The law's opponents argue that it is aimed less at the drugs themselves than at the addicts. Article 44, for example, details the right of police officers to forcibly subject any individual to medical examination - blood and urine tests - if there is reason to believe that the person is under the influence of narcotics or looks like they might use them.
In all civilized countries addicts may choose to seek treatment at a private or state-run clinic - or none at all - yet Russian doctors who work in private drug rehabilitation schemes are shocked that the law outlaws their activities and establishes a state monopoly on treatment of addicts. Addiction specialists from city centers have informed me that the success rate of state clinics is no more than 5 percent, while effective rehabilitation centers run by former addicts have been driven underground. Many people attribute this to pure jealousy on the part of the medical establishment.
But that's not all. If we are to believe the letter of the law as laid out in Article 46, then the very mention of drugs in any context in the mass media, the cinema or in books and newspapers, even in the form of constructive discourse on the problem, is now classified as drug propagation. "It's not so far to go until people in Russia will be forced to burn any books and films containing the words heroine and cocaine," observed one liberal publication.
Liberal Duma deputies argue that the law merely enables the country's law enforcement agencies to foster the image of waging a serious war against drugs, and a group of deputies is currently petitioning for serious amendments.
Russia is hardly alone in facing a rapid surge in drug-related problems - the narcotics business and drug addiction has become a serious headache for many nations in the second half of the 20th century - yet not one democratic state has succeeded in getting the better of the scourge. China and Iran only managed by executing tens of thousands of users and suppliers in the '80s and '90s for drug use and supply, but such methods are not an option in a state where a clear and humane distinction is made between a criminal and a person afflicted by the sickness of drug addiction.

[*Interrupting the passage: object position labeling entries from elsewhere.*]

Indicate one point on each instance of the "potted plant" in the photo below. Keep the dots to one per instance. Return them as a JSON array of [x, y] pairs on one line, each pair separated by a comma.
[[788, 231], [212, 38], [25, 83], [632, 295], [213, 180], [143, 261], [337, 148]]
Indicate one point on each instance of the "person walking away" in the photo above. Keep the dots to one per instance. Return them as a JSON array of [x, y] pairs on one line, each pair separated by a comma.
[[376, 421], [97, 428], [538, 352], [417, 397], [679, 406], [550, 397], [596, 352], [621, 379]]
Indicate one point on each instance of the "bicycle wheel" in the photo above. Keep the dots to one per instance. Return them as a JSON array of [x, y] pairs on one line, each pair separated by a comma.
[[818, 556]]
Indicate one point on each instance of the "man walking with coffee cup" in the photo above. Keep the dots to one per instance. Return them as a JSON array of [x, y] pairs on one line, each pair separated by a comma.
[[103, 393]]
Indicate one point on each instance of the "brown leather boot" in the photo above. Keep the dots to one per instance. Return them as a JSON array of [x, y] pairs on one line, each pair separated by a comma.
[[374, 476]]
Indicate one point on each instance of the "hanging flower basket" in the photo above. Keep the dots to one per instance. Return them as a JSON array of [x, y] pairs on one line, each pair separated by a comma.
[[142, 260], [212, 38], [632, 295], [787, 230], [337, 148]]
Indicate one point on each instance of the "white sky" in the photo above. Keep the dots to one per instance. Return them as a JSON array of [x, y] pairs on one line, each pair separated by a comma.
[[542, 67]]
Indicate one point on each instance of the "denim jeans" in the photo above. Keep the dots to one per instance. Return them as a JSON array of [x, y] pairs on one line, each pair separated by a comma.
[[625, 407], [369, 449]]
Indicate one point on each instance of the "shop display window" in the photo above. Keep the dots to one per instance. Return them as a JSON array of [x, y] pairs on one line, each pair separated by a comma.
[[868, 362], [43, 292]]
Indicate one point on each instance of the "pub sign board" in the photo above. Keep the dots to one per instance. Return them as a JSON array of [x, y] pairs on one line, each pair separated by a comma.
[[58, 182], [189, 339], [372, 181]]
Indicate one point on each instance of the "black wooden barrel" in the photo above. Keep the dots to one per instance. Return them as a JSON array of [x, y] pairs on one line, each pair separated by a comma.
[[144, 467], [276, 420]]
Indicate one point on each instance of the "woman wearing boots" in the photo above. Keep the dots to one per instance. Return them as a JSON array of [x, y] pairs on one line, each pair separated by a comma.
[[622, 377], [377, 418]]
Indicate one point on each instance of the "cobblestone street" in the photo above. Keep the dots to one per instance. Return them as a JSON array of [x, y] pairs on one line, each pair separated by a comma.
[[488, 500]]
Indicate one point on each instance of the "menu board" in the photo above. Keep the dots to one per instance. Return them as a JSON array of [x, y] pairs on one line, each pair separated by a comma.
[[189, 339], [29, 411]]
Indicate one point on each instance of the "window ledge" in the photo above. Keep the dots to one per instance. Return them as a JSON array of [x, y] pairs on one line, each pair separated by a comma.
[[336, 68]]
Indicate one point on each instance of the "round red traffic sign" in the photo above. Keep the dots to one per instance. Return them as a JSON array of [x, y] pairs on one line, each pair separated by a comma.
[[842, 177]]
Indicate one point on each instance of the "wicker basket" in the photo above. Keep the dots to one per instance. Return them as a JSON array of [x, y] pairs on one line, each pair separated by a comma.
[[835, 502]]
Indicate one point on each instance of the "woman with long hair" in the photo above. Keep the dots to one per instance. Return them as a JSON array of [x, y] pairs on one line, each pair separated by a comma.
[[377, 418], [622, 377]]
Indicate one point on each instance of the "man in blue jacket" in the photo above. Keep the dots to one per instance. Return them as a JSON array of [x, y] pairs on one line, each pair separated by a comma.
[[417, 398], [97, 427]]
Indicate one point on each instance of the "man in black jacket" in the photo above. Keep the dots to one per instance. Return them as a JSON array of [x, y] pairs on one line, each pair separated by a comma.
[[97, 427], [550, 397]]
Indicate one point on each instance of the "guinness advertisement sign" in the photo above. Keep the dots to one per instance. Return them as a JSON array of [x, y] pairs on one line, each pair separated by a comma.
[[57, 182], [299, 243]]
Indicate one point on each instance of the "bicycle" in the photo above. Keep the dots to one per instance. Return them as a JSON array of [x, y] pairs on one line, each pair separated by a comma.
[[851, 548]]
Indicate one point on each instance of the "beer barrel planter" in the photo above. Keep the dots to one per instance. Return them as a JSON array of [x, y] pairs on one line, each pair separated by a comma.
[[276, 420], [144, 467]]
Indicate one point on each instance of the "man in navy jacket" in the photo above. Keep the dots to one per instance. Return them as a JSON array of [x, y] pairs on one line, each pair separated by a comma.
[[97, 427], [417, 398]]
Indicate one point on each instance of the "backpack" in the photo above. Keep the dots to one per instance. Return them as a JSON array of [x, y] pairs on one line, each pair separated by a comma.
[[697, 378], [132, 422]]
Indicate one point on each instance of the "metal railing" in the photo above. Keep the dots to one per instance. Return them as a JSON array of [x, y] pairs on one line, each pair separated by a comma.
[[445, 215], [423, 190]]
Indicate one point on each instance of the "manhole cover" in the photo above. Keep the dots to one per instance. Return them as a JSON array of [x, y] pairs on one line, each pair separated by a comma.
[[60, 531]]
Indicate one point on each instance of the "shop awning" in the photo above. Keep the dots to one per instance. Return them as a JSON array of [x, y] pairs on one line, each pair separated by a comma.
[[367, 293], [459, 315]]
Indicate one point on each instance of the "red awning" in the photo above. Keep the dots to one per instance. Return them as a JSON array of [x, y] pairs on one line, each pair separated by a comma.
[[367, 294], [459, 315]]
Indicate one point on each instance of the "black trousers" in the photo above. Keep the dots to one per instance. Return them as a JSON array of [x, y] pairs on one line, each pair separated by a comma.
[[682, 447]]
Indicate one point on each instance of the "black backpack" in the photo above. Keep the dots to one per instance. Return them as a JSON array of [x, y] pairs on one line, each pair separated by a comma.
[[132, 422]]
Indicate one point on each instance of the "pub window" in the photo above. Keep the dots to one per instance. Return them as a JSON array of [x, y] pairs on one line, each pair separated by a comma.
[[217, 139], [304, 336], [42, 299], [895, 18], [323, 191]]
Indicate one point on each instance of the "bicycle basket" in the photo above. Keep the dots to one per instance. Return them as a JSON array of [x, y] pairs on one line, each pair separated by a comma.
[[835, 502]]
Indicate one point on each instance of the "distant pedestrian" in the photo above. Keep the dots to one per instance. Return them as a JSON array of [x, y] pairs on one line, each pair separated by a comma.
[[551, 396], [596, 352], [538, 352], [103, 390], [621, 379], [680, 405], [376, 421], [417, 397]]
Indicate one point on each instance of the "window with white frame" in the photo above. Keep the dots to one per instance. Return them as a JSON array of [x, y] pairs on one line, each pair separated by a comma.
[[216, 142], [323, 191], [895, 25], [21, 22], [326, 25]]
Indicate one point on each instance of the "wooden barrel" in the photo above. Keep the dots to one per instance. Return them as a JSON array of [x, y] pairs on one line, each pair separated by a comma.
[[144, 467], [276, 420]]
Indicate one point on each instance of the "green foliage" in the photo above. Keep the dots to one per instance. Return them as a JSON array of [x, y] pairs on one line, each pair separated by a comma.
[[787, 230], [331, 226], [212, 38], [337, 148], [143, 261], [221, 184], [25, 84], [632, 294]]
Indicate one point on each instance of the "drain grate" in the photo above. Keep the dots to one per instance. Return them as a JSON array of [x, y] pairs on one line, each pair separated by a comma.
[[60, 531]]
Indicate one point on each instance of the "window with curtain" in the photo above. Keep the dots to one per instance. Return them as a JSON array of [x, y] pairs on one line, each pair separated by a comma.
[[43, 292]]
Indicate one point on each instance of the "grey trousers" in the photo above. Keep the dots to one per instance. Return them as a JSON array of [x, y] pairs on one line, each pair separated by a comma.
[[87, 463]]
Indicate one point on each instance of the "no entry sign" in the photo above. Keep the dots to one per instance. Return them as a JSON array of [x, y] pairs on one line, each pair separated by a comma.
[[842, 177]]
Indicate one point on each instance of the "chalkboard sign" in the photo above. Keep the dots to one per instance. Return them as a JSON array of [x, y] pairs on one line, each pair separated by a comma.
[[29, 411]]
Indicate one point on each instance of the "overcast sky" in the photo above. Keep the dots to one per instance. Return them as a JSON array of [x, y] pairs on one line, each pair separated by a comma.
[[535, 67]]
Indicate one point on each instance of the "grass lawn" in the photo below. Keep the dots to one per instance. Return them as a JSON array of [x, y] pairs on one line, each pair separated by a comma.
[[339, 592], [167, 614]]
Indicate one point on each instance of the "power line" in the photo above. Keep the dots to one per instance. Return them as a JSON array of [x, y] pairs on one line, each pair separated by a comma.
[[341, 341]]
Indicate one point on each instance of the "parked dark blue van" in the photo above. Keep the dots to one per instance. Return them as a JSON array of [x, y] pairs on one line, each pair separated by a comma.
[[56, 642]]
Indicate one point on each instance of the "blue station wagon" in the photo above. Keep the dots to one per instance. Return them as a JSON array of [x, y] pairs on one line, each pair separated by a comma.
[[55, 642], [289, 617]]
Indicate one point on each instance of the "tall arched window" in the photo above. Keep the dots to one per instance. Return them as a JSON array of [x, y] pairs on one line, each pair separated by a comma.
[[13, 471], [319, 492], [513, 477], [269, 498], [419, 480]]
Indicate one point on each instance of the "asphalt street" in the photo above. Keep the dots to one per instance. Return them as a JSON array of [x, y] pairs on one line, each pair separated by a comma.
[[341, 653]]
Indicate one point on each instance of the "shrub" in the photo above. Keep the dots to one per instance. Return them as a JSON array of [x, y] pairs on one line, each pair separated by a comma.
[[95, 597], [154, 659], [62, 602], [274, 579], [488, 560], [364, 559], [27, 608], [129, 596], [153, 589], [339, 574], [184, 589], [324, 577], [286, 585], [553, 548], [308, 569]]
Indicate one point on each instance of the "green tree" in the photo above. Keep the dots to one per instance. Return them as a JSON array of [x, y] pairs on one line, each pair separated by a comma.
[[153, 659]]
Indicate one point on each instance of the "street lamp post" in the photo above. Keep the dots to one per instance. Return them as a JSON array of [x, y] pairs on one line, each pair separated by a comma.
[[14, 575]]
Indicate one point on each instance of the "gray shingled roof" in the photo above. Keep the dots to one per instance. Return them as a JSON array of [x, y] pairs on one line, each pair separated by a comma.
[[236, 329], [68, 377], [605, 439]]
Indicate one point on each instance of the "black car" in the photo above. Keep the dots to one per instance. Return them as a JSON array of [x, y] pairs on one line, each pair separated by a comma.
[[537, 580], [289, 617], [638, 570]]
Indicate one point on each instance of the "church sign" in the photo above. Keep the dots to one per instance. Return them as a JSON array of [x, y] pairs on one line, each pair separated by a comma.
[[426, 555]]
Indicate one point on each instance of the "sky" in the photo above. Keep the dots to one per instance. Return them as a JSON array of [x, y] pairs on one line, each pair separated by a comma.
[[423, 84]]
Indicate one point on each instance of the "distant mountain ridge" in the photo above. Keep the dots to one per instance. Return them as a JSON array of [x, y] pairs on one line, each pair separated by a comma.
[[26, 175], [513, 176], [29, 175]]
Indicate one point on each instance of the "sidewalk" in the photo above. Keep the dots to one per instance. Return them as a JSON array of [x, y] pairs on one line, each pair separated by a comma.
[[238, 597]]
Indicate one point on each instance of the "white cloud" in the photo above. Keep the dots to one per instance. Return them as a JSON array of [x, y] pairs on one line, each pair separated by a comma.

In Russia the reverse is true. Instead of trying to protect the nation from narcotics, the state has decided to segregate itself from its citizens, leaving them to face the problem in isolation. One is rather unpleasantly reminded of the parable of the barber who accidentally nicks a client while shaving him. Apologizing profusely, he carries on and cuts him again. And then again, until finally he tires of saying sorry and angrily slits the client's throat. And that would appear to be Russia's approach, too.
Mumin Shakirov is a correspondent for Radio Free Europe. He contributed this comment to The Moscow Times.